Juvet Stephen C, Moshkelgosha Sajad, Sanderson Sharon, Hester Joanna, Wood Kathryn J, Bushell Andrew
Division of Respirology, Departments of Medicine and Immunology, Toronto Lung Transplant Program, Multiorgan Transplant Program, Toronto General Research Institute, University of Toronto and University Health Network;
Latner Thoracic Surgery Laboratories, Toronto General Research Institute, University Health Network.
J Vis Exp. 2017 Apr 19(122):55283. doi: 10.3791/55283.
The measurement of immunological reactivity to donor antigens in transplant recipients is likely to be crucial for the successful reduction or withdrawal of immunosuppression. The mixed leukocyte reaction (MLR), limiting dilution assays, and trans-vivo delayed-type hypersensitivity (DTH) assay have all been applied to this question, but these methods have limited predictive ability and/or significant practical limitations that reduce their usefulness. Imaging flow cytometry is a technique that combines the multiparametric quantitative powers of flow cytometry with the imaging capabilities of fluorescent microscopy. We recently made use of an imaging flow cytometry approach to define the proportion of recipient T cells capable of forming mature immune synapses with donor antigen-presenting cells (APCs). Using a well-characterized mouse heart transplant model, we have shown that the frequency of in vitro immune synapses among T-APC membrane contact events strongly predicted allograft outcome in rejection, tolerance, and a situation where transplant survival depends on induced regulatory T cells.

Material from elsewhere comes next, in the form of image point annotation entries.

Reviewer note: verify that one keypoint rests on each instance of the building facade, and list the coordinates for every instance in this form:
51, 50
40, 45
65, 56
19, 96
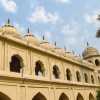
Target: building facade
37, 70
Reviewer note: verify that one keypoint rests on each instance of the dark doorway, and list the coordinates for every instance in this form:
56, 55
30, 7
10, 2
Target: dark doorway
16, 63
39, 96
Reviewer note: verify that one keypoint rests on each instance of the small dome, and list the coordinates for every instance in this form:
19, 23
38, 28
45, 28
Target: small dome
8, 29
60, 51
45, 44
31, 38
90, 51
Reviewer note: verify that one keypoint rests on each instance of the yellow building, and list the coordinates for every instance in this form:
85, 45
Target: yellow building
37, 70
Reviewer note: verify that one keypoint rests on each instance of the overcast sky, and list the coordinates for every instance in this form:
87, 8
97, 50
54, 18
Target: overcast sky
71, 23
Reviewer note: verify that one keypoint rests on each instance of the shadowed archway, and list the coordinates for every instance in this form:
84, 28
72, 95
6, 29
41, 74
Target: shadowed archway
63, 97
91, 97
79, 97
39, 96
4, 97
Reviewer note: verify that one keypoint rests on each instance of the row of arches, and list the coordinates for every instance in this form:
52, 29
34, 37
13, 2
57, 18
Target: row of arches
17, 64
63, 96
40, 96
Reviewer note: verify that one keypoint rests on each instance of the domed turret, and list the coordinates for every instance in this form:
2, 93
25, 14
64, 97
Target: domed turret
92, 55
9, 29
45, 44
31, 38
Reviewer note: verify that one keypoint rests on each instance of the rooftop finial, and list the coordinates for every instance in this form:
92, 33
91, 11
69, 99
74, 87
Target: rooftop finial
87, 44
55, 43
98, 17
8, 21
65, 48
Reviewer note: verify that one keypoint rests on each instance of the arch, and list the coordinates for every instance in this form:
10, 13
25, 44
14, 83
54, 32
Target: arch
78, 76
16, 63
39, 68
91, 97
68, 74
92, 79
39, 96
56, 72
79, 97
97, 62
86, 77
63, 96
4, 97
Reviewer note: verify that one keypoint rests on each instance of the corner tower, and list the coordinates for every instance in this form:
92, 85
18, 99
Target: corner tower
92, 55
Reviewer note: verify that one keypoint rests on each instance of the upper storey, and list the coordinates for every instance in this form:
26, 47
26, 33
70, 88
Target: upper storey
9, 31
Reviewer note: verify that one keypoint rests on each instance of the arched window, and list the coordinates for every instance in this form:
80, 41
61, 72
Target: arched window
63, 97
16, 63
56, 72
39, 96
79, 97
97, 62
91, 97
86, 77
92, 79
4, 97
78, 76
39, 68
68, 74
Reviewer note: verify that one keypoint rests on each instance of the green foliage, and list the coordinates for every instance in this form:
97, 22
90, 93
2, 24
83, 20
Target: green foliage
98, 95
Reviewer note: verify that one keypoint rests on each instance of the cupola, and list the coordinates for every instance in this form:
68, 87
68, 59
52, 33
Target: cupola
9, 30
31, 38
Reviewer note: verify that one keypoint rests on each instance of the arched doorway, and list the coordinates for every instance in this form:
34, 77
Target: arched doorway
16, 63
91, 97
39, 96
4, 97
56, 72
63, 97
79, 97
39, 68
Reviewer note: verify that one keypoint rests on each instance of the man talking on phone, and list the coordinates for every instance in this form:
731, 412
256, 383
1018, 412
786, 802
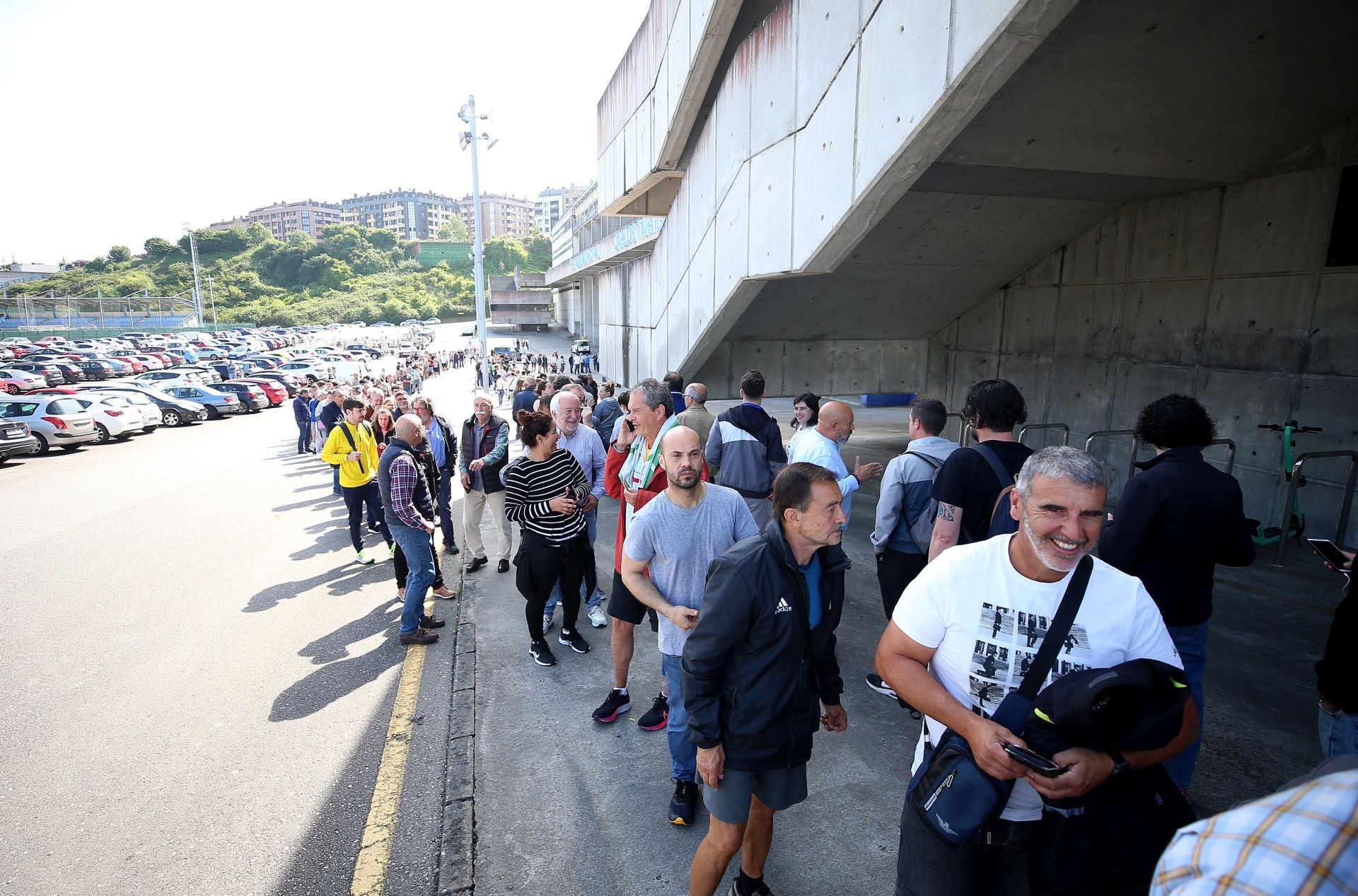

The frequency of T-APC contacts increased with T cells from mice during acute rejection and decreased with T cells from mice rendered unresponsive to alloantigen. The addition of regulatory T cells to the in vitro system reduced prolonged T-APC contacts. Critically, this effect was also seen with human polyclonally expanded, naturally occurring regulatory T cells, which are known to control the rejection of human tissues in humanized mouse models. Further development of this approach may allow for a deeper characterization of the alloreactive T-cell compartment in transplant recipients. In the future, further development and evaluation of this method using human cells may form the basis for assays used to select patients for immunosuppression minimization, and it can be used to measure the impact of tolerogenic therapies in the clinic.
测量移植受者对供体抗原的免疫反应性可能对成功减少或停用免疫抑制至关重要。混合淋巴细胞反应(MLR)、有限稀释分析和体内迟发型超敏反应(DTH)分析都已应用于这个问题,但这些方法的预测能力有限和/或存在重大实际限制,降低了它们的实用性。成像流式细胞术是一种将流式细胞术的多参数定量能力与荧光显微镜的成像能力相结合的技术。我们最近利用成像流式细胞术方法来确定能够与供体抗原呈递细胞(APC)形成成熟免疫突触的受者T细胞比例。使用一个特征明确的小鼠心脏移植模型,我们已经表明,在T-APC膜接触事件中体外免疫突触的频率强烈预测了同种异体移植在排斥、耐受以及移植存活取决于诱导调节性T细胞的情况下的结果。在急性排斥期间,T-APC接触的频率随着来自小鼠的T细胞增加,而随着对同种异体抗原无反应的小鼠的T细胞减少。向体外系统中添加调节性T细胞减少了延长的T-APC接触。至关重要的是,在人多克隆扩增的天然存在的调节性T细胞中也观察到了这种效应,已知这些调节性T细胞在人源化小鼠模型中控制人体组织的排斥。这种方法的进一步发展可能允许对移植受者中同种异体反应性T细胞区室进行更深入的表征。未来,使用人类细胞对这种方法进行进一步的开发和评估可能为用于选择免疫抑制最小化患者的检测方法奠定基础,并且它可用于测量临床上致耐受性疗法的影响。